A team led by astronomers at the University of California, Berkeley, discovered the two gigantic black holes in clusters of elliptical galaxies more than 300 million light years away.
But they could not believe their eyes – and the scientific community spent two decades before they accepted what they were seeing.
The previous black hole record-holder was the size of 6 billion suns.
The Oxford University astrophysicist Michele Cappellari, who wrote an accompanying commentary to the research published in the journal Nature, said the findings were at first unbelievable.
“It took a couple of decades to believe that these black holes weren’t just fantasy but actually reality”, he told Radio Four’s Today programme.
In the research, the scientists suggest these black holes may be the leftovers of quasars that crammed the early universe.
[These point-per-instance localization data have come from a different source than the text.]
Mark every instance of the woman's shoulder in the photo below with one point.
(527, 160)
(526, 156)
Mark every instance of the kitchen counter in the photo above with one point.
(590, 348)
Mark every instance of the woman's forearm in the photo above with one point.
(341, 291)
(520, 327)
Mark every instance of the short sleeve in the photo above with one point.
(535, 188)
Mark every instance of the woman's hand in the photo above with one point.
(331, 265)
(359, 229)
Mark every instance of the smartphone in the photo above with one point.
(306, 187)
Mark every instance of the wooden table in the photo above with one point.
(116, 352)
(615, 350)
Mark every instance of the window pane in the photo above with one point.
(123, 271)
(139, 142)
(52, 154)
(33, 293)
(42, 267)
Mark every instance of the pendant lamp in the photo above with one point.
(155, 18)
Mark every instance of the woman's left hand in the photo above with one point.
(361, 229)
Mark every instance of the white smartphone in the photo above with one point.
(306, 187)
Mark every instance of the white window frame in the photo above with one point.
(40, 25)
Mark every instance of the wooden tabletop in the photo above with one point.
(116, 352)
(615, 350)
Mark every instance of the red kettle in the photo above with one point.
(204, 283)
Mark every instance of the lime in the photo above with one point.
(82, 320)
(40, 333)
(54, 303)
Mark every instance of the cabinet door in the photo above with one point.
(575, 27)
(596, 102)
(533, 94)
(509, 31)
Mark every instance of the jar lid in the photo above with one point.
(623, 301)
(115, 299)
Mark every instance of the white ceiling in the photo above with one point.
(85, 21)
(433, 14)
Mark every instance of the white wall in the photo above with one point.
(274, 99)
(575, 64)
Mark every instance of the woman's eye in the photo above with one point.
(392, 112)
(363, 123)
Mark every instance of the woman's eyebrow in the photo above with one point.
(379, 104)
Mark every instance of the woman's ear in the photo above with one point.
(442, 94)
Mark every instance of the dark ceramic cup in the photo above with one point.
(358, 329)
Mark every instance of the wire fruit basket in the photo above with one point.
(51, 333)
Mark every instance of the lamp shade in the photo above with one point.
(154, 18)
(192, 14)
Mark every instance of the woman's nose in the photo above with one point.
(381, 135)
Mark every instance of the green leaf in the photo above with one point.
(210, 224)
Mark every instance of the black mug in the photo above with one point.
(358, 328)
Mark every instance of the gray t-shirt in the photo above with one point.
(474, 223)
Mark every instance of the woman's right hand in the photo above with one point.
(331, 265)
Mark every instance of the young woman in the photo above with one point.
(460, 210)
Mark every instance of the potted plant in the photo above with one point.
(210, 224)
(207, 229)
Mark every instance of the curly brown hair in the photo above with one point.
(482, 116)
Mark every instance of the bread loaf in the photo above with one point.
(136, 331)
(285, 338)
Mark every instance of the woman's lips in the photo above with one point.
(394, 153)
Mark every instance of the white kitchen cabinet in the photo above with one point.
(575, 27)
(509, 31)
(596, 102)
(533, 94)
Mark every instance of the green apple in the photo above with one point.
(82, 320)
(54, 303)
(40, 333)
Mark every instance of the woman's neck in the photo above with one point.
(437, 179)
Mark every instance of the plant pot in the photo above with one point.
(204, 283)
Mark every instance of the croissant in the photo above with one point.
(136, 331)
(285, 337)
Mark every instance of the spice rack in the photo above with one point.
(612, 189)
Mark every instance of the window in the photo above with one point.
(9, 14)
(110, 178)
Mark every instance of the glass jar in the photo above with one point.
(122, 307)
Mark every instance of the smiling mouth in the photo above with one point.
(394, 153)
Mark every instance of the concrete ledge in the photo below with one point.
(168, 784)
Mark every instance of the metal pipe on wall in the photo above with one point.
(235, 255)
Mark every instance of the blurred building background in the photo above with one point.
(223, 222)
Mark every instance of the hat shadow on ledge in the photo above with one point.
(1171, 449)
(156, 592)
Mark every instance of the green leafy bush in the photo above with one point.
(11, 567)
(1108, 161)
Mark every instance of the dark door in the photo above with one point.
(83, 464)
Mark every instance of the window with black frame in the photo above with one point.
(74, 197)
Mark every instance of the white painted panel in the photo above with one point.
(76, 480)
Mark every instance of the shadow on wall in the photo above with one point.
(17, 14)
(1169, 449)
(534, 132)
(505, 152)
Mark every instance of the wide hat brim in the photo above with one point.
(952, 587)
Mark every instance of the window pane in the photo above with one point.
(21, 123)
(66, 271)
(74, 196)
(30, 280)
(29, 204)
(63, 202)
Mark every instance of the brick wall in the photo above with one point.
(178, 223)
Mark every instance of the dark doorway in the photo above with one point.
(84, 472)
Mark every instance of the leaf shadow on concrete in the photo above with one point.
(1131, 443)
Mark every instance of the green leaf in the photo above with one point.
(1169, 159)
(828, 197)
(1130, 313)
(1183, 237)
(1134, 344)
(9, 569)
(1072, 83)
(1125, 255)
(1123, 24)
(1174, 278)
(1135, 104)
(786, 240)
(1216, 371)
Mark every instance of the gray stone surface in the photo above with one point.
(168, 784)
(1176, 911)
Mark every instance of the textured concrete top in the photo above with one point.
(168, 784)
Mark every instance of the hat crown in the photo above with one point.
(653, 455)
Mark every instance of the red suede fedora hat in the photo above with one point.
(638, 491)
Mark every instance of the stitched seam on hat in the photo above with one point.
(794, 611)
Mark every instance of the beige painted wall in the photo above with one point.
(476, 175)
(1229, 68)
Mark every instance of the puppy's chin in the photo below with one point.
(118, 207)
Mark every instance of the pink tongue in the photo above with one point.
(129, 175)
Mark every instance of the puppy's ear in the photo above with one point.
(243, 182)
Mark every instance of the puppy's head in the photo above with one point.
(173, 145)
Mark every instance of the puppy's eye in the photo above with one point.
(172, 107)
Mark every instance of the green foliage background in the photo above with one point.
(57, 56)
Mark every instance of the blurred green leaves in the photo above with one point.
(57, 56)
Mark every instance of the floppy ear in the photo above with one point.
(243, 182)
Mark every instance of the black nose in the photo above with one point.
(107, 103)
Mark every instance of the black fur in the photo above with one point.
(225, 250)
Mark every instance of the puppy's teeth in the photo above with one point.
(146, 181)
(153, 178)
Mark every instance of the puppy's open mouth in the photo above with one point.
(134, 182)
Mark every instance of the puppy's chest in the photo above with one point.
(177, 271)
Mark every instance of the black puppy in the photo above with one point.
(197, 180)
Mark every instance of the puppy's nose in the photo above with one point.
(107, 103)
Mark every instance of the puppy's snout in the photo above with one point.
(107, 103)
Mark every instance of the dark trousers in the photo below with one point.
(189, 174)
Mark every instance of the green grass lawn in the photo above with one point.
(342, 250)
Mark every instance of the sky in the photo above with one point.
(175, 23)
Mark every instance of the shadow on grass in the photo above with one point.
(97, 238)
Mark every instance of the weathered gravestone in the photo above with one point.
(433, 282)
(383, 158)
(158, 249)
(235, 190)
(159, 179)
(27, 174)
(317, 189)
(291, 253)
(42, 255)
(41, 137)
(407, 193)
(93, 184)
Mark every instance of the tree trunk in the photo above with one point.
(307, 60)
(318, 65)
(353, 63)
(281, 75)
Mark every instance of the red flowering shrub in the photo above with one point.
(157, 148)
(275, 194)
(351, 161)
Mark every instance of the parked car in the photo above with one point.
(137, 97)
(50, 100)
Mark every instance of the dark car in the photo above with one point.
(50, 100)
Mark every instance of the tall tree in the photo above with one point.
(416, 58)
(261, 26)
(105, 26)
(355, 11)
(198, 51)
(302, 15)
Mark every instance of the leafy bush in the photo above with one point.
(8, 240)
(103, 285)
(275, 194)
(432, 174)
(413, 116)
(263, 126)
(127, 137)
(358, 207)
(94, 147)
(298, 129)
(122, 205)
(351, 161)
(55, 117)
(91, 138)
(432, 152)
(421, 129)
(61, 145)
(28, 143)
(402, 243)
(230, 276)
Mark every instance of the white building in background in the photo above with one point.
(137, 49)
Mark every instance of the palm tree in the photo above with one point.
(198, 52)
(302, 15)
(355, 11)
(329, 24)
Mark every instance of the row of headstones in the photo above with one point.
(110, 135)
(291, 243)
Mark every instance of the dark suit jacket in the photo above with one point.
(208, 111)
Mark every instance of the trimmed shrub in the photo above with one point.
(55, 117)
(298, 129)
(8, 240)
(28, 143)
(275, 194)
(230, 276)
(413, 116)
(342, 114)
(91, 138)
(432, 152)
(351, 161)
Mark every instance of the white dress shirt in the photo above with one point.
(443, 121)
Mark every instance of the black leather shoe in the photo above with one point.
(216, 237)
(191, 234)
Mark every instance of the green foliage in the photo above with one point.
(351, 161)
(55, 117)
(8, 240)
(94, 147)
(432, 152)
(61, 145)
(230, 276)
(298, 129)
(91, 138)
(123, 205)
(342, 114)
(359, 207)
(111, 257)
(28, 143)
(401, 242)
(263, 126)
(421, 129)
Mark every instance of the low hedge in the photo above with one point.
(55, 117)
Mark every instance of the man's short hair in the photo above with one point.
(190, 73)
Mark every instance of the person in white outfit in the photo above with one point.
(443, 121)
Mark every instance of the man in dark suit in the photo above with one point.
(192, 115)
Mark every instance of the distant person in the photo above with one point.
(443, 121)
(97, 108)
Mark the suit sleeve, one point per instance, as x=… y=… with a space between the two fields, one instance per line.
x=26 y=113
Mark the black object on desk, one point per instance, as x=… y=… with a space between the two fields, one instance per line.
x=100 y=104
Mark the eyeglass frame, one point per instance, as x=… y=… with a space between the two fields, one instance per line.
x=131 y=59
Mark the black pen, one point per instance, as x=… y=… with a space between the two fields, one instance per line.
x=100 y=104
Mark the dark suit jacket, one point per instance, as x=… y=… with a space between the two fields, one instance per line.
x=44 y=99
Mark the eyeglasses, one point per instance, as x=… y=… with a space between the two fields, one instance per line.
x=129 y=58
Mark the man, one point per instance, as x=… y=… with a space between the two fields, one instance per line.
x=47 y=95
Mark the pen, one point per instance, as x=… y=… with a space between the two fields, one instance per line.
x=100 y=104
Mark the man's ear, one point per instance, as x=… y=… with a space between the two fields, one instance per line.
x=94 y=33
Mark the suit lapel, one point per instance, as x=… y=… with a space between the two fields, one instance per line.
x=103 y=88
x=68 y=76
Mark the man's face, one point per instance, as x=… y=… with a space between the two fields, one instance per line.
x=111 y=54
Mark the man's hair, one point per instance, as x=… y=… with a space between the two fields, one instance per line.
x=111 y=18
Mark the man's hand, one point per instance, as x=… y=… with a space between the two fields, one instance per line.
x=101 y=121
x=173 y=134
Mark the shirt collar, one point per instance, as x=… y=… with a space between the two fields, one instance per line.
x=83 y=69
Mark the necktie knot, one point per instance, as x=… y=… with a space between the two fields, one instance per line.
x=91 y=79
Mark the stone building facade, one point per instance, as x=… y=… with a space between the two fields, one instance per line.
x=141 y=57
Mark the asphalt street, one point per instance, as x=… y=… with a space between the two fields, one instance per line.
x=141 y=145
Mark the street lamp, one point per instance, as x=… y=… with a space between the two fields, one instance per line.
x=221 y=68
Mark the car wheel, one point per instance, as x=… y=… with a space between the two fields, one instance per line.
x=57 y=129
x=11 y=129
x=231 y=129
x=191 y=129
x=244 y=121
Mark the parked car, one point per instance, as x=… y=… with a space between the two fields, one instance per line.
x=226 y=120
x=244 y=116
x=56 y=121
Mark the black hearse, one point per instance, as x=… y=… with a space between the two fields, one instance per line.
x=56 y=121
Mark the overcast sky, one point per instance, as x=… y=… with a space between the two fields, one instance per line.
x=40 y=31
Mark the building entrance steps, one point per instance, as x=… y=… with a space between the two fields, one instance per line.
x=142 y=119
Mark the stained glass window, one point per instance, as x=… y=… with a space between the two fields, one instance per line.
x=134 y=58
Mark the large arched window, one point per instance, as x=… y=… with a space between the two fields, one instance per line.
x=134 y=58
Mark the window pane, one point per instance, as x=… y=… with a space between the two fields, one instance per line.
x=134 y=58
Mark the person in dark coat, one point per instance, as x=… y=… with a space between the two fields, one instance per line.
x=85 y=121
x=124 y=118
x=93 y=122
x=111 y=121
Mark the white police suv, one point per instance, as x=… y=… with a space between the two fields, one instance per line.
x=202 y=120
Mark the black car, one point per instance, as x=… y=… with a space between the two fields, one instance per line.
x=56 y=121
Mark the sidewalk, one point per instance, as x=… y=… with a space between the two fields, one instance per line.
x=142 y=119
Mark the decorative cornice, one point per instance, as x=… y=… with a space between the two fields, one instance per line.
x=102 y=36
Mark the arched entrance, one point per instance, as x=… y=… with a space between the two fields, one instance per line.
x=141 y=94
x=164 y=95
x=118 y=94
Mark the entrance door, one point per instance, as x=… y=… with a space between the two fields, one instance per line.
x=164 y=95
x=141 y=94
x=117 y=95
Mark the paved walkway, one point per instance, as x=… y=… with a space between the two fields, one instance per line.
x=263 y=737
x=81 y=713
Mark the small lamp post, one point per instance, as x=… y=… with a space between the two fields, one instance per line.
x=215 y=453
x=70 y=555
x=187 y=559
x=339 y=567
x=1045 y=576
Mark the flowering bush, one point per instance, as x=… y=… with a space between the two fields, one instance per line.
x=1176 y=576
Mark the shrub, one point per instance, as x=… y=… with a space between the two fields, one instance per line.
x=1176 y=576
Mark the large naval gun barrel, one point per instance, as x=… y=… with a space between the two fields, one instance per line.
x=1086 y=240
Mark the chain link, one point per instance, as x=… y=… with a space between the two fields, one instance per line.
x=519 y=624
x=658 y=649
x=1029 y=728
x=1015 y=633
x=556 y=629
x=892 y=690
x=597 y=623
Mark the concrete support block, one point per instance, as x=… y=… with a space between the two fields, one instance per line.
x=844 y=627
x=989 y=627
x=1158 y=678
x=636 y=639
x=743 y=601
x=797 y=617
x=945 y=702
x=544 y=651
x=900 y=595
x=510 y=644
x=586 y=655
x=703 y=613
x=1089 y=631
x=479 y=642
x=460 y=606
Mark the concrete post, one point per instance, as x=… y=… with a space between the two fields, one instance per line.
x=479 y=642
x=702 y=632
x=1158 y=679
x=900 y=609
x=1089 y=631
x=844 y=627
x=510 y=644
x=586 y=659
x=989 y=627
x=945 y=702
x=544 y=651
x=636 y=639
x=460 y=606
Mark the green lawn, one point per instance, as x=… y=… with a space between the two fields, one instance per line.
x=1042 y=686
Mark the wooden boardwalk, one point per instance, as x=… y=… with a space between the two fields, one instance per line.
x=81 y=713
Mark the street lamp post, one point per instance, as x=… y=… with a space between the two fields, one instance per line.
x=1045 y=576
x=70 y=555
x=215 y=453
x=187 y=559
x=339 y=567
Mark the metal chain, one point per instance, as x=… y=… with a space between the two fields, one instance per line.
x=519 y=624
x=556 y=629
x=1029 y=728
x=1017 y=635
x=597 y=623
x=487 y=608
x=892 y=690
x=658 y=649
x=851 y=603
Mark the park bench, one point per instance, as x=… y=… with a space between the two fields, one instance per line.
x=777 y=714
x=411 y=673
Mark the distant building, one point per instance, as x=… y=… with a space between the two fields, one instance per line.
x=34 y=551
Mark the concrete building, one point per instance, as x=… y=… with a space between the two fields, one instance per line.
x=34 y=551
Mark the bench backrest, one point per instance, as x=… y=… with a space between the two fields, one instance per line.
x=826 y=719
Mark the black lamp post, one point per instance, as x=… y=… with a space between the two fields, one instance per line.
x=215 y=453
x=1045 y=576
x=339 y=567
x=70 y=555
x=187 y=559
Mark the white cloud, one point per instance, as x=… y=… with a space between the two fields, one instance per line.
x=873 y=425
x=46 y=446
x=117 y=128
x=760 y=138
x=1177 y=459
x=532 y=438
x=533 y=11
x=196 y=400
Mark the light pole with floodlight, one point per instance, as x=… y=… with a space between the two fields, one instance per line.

They are similar in mass to young quasars, they said, and have been well hidden until now.
The scientists used ground-based telescopes as well as the Hubble Space Telescope and Texas supercomputers, observing stars near the black holes and measuring the stellar velocities to uncover these vast, invisible regions.
Black holes are objects so dense that nothing, not even light, can escape. Some are formed by the collapse of a supersize star.
It’s uncertain how these two newly discovered whoppers originated, said Nicholas McConnell, a Berkeley graduate student who is the study’s lead author.
To be so massive now means they must have grown considerably since their formation, he said.
Most if not all galaxies are believed to have black holes at their centre.
The bigger the galaxy, it seems, the bigger the black hole.
Quasars are some of the most energised and distant of galactic centres.
The researchers said their findings suggest differences in the way black holes grow, depending on the size of the galaxy.
“They are monstrous,” Berkeley astrophysicist Chung-Pei Ma told reporters. “We did not expect to find such massive black holes because they are more massive than indicated by their galaxy properties. They’re kind of extraordinary.”
Ma speculates these two black holes remained hidden for so long because they are living in quiet retirement – much quieter and more boring than their boisterous youth powering quasars billions of years ago.
“For an astronomer, finding these insatiable black holes is like finally encountering people nine feet tall whose great height had only been inferred from fossilised bones.
“How did they grow so large?” Ma said in a news release. “This rare find will help us understand whether these black holes had very tall parents or ate a lot of spinach.”
One of the newly detected black holes weighs 9.7 billion times the mass of the sun. The second, slightly farther from Earth, is as big or even bigger.
Even larger black holes may be lurking out there. Ma said that’s the million-dollar question: How big can a black hole grow?
The researchers already are peering into the biggest galaxies for answers.
“If there is any bigger black hole,” Ma said, “we should be able to find them in the next year or two. Personally, I think we are probably reaching the high end now. Maybe another factor of two to go at best.”